Newton's Laws Problem- Question on upcoming TEST!

Homework Statement

A small block is placed at height h on a frictionless 30 degree ramp. Upon being released, the block slides down the ramp then falls 1.0 m to the floor. A small hole is located 1.0 m from the end of the ramp. From what height h should the block be released in order to land in the hole?

Homework Equations

Newton's Laws
Kinematics Equations

The Attempt at a Solution

I did the problem assuming there would be no initial Y-velocity.
And figured out the time it would take for the object to fall to the ground after leaving the ramp, and the X-velocity it would need to get to the whole.
The time was .45 seconds and the X-velocity was 2.21 m/s.
With that it should be really easy to find the time to get to that velocity, and then the height needed to start from...

But I realized there would be an initial velocity in the y direction when it reaches the end of the ramp. I've spent nearly 3 hours trying to solve this problem, and it might be on an upcoming test.
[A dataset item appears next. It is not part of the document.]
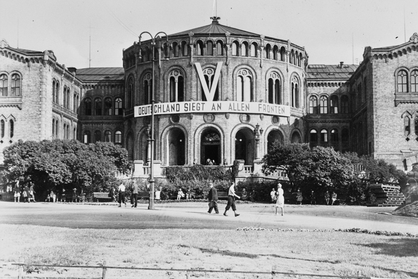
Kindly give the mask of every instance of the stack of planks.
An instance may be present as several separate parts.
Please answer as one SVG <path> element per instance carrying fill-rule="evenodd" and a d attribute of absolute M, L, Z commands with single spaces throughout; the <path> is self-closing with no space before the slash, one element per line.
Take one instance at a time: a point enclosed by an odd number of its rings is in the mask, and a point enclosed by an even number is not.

I have tried the problem with different axis, and I just can not figure it out. Please help, my test is this week!

 

[krausr79]

After leaving the plane, the block will have an unknown speed (S), which can be broken into x,y components. The x,y kinematics are:

x - 1
x0 - 0
V - ?
V0 - Scos(-30)
a - 0
t - t

y - 0
y0 - 1
V - ?
V0 - Ssin(-30)
a - -9.8
t - t
(note: time will be the same in both)

In both cases, V is what we don't care about. We then use x=x0+v0t+.5at²
in the x case:
1=0+Scos(-30)+.5(0)t²
Solving for t gives t=1/Scos(-30)

in the y case, with t-substitution:
0=1+Ssin(-30)*1/Scos(-30)+.5(-9.8)(1/Scos(-30))²

In the middle velocity term, S cancels out. Multiplying all known numbers as well as squaring the third term gives:
0=1-.5774-6.5333/S²

Solving for S gives S = 3.9319 m/s

Now with a target final ramp speed, we can set up a 3rd kinematics equation for the slide. The acceleration will be modified from gravity: Slide force = 9.8*sin(30) = 4.9 m/s².
x - ?
x0 - 0
V - 3.9319
V0 - 0
a - 4.9
t - ?
We don't care about time in this one, so the equation we use is V² = V0²+2a(x-x0).
3.9319²=0+2*4.9*(x-0)
Solving for x gives x=1.5775 m up the ramp. They said they wanted height and not ramp distance, so we find the y component of the ramp length: 1.5775*sin(30) = .78875 m 'high' on the ramp.

Brutal!

 

[mrmiggidude]

Yes! That was totally it. Brutal problem, indeed!